October 2009: Isaac Aesili, Iva Lamkum, Jesse Sheehan, Jordan Luck Band, Julia Deans, Junipah, Kirsten Morrell

A wander around town, three faces, a nautical adventure, sleepy time, a smoky eye, and the new aesthetic,

Isaac Aesili featuring Rachel Fraser “I’m All In”

I really like what’s going on in this video. Rachel Fraser plays a woman who is disenchanted by the boozy antics of her mates at a sophisticated bar, so she takes off into the night. This is the cue for Rachel to wander Auckland, experiencing all the chaos and peace of the streets. Isaac Aesili makes a few appearances, adding to the magical and mysterious feeling of the video. Eventually Rachel’s walk takes her to a lonely beach where she ditches her shiny by sensible flat shoes and wades out into the ocean, because that’s real.

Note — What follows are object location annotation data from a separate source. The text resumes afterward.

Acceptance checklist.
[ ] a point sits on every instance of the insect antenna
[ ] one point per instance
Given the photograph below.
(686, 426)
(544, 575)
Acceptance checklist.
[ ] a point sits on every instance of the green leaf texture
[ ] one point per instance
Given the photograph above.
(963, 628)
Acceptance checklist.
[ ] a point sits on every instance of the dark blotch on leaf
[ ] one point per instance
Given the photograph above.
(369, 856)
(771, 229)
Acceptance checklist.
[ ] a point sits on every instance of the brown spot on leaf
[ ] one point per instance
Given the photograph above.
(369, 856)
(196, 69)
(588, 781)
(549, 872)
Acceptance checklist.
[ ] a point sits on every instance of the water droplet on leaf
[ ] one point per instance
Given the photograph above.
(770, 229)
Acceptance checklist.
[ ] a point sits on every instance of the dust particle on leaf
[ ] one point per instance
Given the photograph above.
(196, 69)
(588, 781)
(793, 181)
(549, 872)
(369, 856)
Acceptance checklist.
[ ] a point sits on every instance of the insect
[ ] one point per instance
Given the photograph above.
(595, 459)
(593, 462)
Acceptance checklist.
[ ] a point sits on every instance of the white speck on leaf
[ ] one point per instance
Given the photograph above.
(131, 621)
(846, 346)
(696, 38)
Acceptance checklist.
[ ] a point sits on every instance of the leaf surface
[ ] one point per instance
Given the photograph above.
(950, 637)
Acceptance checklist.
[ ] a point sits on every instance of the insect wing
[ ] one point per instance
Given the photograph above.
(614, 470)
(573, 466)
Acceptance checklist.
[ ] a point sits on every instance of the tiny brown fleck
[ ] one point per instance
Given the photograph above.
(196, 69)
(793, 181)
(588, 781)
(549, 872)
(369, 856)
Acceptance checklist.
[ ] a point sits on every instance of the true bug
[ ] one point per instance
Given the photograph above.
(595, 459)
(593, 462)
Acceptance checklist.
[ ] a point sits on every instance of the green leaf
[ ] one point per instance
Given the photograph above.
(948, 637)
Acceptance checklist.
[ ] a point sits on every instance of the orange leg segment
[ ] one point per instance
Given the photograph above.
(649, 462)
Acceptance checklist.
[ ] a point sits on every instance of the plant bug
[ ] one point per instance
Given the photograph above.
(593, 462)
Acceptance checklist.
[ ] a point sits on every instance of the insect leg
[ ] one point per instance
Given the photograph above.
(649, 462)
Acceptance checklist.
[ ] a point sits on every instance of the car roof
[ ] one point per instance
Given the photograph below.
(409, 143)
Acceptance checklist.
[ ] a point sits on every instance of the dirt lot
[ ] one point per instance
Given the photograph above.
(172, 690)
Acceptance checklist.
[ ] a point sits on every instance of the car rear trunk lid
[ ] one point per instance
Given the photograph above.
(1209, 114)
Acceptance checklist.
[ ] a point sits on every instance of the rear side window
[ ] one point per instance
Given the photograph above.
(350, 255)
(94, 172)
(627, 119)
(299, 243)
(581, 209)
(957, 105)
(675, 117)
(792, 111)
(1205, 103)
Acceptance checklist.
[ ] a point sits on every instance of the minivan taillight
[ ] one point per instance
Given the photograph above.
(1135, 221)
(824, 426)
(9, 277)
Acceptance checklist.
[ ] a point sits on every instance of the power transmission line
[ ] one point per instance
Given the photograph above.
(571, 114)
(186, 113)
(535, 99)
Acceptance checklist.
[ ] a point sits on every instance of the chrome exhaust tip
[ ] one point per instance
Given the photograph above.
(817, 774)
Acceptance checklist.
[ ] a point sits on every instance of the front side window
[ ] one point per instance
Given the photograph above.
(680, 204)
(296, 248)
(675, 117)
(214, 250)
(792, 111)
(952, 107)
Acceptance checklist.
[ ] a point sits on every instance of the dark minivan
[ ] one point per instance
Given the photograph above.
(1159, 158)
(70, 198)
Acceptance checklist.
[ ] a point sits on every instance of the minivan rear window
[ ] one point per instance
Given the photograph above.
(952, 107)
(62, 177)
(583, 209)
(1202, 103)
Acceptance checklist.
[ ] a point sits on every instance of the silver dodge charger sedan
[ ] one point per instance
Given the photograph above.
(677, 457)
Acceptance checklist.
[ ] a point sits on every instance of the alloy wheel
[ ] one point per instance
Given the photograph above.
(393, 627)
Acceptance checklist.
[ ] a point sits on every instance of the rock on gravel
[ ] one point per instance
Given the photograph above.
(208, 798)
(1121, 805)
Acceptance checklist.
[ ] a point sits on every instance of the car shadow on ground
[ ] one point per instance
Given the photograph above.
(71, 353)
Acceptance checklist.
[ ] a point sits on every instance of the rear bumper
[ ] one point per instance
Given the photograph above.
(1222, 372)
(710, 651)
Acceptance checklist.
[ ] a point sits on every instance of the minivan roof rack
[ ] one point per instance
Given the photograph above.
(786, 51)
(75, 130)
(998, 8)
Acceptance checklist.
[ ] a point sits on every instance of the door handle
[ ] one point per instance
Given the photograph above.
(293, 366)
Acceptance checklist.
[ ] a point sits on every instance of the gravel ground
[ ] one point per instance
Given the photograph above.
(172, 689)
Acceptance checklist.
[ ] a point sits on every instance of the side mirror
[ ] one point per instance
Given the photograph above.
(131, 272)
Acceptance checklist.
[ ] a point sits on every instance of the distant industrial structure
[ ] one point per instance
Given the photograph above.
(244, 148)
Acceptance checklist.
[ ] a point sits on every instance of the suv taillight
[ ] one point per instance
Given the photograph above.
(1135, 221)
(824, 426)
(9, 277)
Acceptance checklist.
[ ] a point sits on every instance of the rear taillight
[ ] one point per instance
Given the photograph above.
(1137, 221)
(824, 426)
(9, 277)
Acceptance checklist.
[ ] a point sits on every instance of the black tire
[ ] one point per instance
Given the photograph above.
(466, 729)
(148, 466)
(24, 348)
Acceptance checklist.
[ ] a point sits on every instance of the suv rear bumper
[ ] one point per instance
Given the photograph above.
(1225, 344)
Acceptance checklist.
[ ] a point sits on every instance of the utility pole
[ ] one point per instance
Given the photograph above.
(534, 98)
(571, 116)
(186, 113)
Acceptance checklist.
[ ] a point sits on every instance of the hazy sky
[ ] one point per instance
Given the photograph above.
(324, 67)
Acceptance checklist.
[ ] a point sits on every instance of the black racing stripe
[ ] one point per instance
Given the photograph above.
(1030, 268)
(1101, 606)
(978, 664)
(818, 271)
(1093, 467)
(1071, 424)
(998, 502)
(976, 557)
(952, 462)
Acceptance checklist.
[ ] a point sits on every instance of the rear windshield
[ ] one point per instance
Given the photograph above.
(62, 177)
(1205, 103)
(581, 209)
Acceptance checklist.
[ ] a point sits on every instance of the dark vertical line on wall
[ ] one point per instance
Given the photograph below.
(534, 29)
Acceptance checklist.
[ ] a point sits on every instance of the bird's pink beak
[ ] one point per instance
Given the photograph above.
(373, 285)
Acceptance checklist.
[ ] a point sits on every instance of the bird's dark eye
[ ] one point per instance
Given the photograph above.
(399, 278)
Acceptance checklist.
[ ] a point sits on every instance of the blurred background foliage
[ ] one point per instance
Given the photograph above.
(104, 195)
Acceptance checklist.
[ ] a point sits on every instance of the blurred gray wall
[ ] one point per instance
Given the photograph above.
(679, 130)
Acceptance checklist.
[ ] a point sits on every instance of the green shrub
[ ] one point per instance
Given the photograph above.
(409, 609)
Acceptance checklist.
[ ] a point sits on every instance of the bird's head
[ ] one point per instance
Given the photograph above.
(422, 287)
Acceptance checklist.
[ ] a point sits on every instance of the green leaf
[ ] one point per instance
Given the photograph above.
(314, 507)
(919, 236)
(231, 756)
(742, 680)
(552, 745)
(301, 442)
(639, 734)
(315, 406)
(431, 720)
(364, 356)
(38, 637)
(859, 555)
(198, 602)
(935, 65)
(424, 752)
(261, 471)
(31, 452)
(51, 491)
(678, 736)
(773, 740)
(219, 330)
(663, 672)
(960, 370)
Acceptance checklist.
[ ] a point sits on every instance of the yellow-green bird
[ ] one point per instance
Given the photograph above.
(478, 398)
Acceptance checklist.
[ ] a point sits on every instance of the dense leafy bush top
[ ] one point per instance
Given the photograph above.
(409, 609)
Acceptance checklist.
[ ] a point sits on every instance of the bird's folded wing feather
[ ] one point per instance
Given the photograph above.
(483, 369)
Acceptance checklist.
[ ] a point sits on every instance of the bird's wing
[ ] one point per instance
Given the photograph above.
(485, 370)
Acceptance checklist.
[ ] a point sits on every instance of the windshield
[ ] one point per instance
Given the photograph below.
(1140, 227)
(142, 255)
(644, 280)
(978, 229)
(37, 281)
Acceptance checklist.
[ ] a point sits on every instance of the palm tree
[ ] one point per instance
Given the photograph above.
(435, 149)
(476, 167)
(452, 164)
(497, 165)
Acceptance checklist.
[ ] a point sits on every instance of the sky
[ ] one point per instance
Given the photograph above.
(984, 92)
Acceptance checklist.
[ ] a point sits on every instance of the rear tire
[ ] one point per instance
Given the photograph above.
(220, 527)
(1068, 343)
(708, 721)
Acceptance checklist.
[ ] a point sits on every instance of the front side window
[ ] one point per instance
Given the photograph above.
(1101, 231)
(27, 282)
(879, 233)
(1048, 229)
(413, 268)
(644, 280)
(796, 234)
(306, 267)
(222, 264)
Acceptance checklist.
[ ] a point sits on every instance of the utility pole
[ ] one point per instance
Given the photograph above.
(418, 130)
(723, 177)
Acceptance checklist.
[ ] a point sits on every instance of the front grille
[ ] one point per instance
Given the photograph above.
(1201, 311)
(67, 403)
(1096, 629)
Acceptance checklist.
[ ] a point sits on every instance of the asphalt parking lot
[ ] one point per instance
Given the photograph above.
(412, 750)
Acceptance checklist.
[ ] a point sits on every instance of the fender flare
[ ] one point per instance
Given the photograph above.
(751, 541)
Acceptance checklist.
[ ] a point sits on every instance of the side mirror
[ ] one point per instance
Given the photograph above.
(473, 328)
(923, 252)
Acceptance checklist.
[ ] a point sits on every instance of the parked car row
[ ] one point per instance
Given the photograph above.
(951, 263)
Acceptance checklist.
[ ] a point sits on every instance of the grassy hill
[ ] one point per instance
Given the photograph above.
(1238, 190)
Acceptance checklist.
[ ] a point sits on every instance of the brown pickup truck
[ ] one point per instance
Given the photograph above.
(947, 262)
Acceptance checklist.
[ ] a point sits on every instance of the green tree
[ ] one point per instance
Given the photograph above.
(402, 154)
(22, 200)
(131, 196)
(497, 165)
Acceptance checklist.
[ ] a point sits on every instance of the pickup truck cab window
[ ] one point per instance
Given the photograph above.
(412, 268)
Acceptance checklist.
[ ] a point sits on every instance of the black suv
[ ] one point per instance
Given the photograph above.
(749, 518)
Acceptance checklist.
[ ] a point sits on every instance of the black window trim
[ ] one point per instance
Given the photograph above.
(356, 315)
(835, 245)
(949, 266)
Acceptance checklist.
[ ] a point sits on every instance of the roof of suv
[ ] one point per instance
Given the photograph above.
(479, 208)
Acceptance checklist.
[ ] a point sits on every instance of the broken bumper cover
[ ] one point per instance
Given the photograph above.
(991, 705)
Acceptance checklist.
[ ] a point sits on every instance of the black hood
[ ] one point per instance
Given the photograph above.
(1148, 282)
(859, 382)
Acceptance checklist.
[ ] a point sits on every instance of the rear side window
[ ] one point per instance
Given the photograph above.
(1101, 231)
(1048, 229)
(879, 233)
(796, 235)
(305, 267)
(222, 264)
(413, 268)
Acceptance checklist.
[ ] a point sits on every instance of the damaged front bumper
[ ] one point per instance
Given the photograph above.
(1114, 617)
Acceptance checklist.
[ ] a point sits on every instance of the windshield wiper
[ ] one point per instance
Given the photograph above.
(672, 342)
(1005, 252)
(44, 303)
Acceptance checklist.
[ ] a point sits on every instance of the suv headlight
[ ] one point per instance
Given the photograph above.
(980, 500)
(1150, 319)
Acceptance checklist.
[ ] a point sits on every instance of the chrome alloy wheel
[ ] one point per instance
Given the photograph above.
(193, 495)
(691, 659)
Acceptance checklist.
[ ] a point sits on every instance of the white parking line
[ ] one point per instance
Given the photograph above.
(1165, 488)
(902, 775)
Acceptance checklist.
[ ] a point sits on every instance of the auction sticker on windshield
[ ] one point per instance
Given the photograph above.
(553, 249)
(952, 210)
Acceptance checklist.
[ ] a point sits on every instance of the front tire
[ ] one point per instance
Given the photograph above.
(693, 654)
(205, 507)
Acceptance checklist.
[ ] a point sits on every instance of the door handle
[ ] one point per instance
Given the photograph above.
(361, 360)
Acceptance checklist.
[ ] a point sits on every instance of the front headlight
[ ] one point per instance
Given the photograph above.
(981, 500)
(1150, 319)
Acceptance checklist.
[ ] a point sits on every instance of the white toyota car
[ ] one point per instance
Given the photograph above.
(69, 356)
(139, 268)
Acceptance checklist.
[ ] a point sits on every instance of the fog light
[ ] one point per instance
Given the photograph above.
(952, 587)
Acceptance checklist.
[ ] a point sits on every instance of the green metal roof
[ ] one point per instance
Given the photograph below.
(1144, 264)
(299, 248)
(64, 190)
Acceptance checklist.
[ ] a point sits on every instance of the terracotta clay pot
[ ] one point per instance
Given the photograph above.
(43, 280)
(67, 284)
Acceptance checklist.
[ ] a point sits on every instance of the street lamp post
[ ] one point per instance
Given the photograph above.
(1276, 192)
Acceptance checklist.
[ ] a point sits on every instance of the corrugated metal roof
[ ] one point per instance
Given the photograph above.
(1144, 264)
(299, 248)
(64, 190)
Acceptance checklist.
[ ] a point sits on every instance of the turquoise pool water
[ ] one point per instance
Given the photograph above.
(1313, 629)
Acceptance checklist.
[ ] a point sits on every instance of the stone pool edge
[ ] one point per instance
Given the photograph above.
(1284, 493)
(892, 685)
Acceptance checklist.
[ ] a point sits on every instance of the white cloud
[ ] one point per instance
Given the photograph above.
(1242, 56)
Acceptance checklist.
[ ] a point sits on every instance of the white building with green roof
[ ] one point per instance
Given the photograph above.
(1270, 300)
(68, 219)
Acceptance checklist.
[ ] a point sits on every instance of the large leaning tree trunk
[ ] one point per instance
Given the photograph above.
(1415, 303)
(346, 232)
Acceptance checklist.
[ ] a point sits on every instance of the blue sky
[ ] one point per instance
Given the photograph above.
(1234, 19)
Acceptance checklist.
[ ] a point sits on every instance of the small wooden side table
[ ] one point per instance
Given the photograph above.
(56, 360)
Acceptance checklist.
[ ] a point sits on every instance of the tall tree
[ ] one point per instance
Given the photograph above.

Director: Lakshman Anandanayagam

Iva Lamkum “Raise Your Glass”

“Raise Your Glass” is an unusual song, jumping from pop to soul to gospel. Iva Lamkum appears in three different personas in the video – an androgynous Janelle Monáe style by a grand staircase, a glam club girl against a gold wall, and a stripped back look in a black studio. Most of the video is close-ups of Iva singing the song, but all the still close-ups detract from the energy of the song. It feels like it needs more movement.

Director: Faye McNeil
Nga Taonga Sound & Vision

Jesse Sheehan “Brothers” – missing

Jesse Sheehan had won the Rockquest in 2009 and the video shoot was part of the prize. The only trace of this video is a news story from 2009 describing the video shoot. It was a celebration of redheads, with a call having been made for ginger extras to come along to the shoot. But what happened to the video?

Director: Ivan Barge

Jordan Luck Band “Johnnies Coin”

“Johnnies Coin” (not “Johnny’s Coin”, for some reason) tells and epic story of Johnny (Johnnie?). The video tells the story through a mix of real people and CGI backgrounds. The animation is a little clunky, looking quite two-dimensional at times. And then there’s the giant Jordan Luck head appearing in the sky behind his band playing on a boat. There are some good images in the video, but a lot of the time it feels like a literal depiction of the song lyrics, which doesn’t always work.

Director: Ed Davis

Julia Deans “A New Dialogue”

Fur Patrol had called it a day in 2008, leaving Julia Deans free to pursue a solo career. Her first solo single was “A New Dialogue”, with the video directed by Greg Page who also made Fur Patrol’s first video “Dominoes”. “A New Dialogue” sees Julia quietly walking around, gently watching people as they sleep. And while there’s something slightly creepy about Julia stroking people with her gloved hand, the fragility of the song doesn’t drag it down to being unpleasantly creepy.

Director: Greg Page

Junipah “Love Your Ways”

Junipah look like a group of students from a polytech’s music school, who have formed a band as part of their term assessment. But the music video creates a dream world where this ragtag group of misfits are rock stars, with the ability for their pop-rock to make the girls in the audience wildly toss their hair about and writhe with ecstasy.

Director: Marcus Ringrose
Nga Taonga Sound & Vision

Kirsten Morrell “Friday Boy”

The “Friday Boy” music video is all new aesthetic, a good three years before new aesthetic even had a name. It’s based around glitchy footage of Kirsten, inspired by a frozen Skype conversation the director had with the singer, used as a metaphor for the love sick feelings of the song. The video also adds speech balloons with song lyrics, which serves as a do not adjust your set message to viewers who might be confused by the patchy video quality.